Tim Forsyth recently extended Sen's (and Rawl's) ideas about justice to climate change. He calls for conceptualizing climate justice as an open and procedural act that is defined by a more inclusive determining of climate risks, as opposed to merely a matter of getting the distribution of benefits (and risks or harms) right. He tries to reframe Sen's point as not just about equal opportunity or "capability" in defining the problem. He writes, "Climate change policy is not simply allocating solutions to melting ice. And an inclusive process is not just diversifying discussion of how to do this." (3) But I'm not sure he gets out of the trap of "just diversifying discussion", as I'm still left wondering, if we include more capable voices, don't we just get cacophony? And is it right to include more voices in, say, the use of local flood prevention services in Africa?
In other words, these authors are unhelpful when it comes to making the analytical distinction, whose voices? But more importantly, to what extent do we actually need to continue to discuss the issue at hand? We know services globally face continued threats, but can a diverse discussion help us talk our way out of it?

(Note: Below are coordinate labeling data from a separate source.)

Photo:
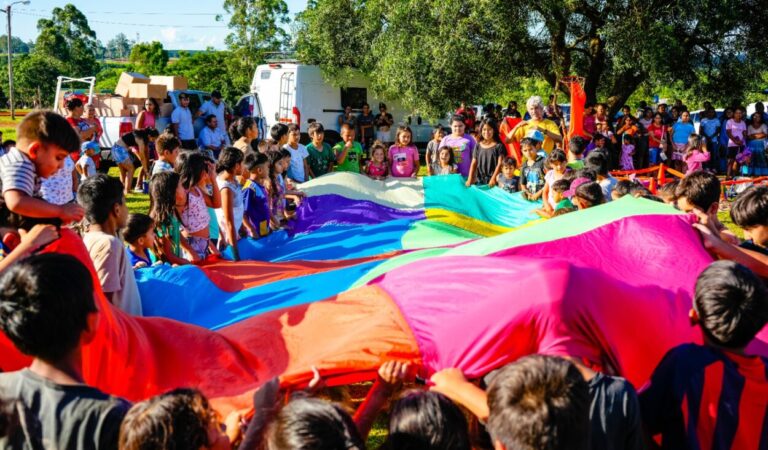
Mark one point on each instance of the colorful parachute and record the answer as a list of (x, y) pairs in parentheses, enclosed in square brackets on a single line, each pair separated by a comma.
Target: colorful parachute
[(423, 270)]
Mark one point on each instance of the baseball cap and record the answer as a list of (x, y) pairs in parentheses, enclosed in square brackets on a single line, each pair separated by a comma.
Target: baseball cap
[(536, 135), (575, 184)]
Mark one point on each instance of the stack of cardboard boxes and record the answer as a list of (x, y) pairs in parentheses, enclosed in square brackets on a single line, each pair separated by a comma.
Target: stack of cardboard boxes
[(132, 91)]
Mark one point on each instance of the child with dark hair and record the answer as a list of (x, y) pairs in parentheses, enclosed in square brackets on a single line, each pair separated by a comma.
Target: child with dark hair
[(348, 152), (539, 402), (426, 420), (105, 208), (622, 188), (230, 215), (532, 174), (309, 423), (433, 146), (256, 195), (139, 235), (487, 157), (299, 170), (279, 133), (196, 173), (714, 395), (320, 154), (167, 146), (45, 140), (403, 156), (48, 312), (585, 193), (179, 419), (377, 167), (168, 202), (598, 163), (507, 179), (699, 190), (576, 148), (461, 144), (667, 192), (749, 213)]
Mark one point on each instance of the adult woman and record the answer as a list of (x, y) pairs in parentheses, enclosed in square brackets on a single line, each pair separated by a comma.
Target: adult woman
[(137, 142), (148, 116), (657, 133), (757, 132), (75, 118), (548, 128), (248, 131)]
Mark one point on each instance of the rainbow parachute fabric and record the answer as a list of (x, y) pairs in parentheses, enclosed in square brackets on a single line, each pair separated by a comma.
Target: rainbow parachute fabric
[(424, 270)]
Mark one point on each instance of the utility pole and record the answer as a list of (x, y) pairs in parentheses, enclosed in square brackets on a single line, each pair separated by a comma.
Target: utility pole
[(7, 12)]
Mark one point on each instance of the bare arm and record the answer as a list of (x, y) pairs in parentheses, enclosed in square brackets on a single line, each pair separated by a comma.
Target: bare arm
[(24, 205), (227, 204)]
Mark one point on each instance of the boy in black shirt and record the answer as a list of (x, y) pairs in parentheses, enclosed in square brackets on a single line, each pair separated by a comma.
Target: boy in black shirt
[(47, 310)]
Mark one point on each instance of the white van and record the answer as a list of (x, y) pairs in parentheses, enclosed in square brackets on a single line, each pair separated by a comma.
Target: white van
[(291, 92)]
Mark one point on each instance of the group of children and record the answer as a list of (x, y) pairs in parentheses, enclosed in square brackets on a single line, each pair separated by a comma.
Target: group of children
[(47, 306)]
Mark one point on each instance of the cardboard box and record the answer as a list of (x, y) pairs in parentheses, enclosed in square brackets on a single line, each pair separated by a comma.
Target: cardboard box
[(126, 80), (143, 91), (172, 83), (166, 109)]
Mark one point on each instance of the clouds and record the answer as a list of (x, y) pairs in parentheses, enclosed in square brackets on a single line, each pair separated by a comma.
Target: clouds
[(178, 38)]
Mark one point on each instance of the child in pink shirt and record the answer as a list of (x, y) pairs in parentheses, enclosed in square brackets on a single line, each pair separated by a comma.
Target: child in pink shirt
[(695, 155), (403, 155)]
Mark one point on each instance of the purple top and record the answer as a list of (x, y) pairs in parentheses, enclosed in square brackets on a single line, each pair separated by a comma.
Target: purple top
[(463, 147)]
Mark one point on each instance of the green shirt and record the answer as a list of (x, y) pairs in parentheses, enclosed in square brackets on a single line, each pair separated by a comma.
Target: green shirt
[(352, 161), (319, 159), (576, 165), (564, 203)]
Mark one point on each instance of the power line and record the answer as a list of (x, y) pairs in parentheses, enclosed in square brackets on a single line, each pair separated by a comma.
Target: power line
[(134, 13), (148, 25)]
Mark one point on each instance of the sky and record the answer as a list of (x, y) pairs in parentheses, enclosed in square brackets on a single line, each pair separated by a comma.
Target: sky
[(177, 24)]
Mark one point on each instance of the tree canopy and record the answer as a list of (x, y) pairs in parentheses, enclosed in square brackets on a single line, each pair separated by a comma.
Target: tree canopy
[(149, 58), (433, 53)]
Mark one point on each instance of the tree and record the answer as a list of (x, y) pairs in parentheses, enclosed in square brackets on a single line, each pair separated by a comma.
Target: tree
[(17, 45), (208, 71), (256, 31), (35, 78), (119, 47), (67, 38), (433, 53), (149, 58)]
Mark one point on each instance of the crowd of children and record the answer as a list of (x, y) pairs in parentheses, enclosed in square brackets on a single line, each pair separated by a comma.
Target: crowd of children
[(712, 395)]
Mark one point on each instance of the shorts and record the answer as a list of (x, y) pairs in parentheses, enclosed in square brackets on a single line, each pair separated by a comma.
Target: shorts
[(732, 152), (120, 154), (200, 246), (653, 155), (678, 152)]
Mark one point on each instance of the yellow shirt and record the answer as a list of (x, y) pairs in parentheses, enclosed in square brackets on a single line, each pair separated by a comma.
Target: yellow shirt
[(546, 124)]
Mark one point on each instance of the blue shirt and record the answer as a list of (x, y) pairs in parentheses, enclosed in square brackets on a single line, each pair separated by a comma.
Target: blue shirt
[(681, 131), (183, 117), (209, 108), (700, 397), (214, 138)]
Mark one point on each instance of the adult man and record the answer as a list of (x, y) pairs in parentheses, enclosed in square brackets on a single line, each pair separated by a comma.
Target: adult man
[(181, 118), (216, 107), (212, 139), (548, 128)]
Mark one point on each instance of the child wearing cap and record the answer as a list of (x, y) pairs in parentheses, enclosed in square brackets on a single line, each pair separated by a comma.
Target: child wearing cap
[(45, 140), (86, 167), (532, 173)]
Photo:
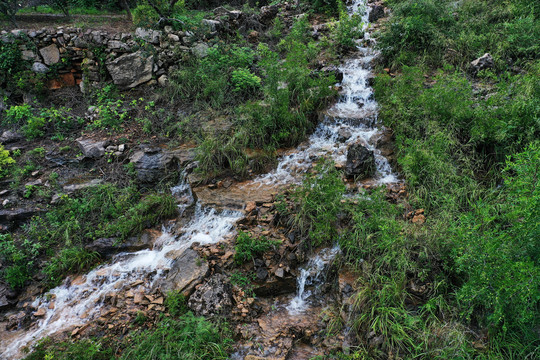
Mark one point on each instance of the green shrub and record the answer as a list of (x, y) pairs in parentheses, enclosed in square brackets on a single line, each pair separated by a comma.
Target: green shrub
[(84, 349), (189, 337), (18, 114), (17, 261), (68, 261), (248, 248), (5, 161), (176, 303), (245, 81), (317, 203), (144, 16), (498, 250)]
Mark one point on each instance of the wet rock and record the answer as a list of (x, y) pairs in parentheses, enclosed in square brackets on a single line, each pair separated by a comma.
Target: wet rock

Upcoming: I'll dig more into this question of justice, because has I hinted at in the end, it has a really key scalar component - where do decisions get made? If ecosystem services are embedded in some spatial extent of society and ecology, should decisions about their provision be contextual as well?
I'll also talk more about this idea of value. Answering why and how ecosystem services are ecologically and socially valuable is of course de rigeur, if not by definition, but to what degree do services' values rely on their context? To whom do they become valuable? And more philosophically - what is this value thing I'm talking about anyway?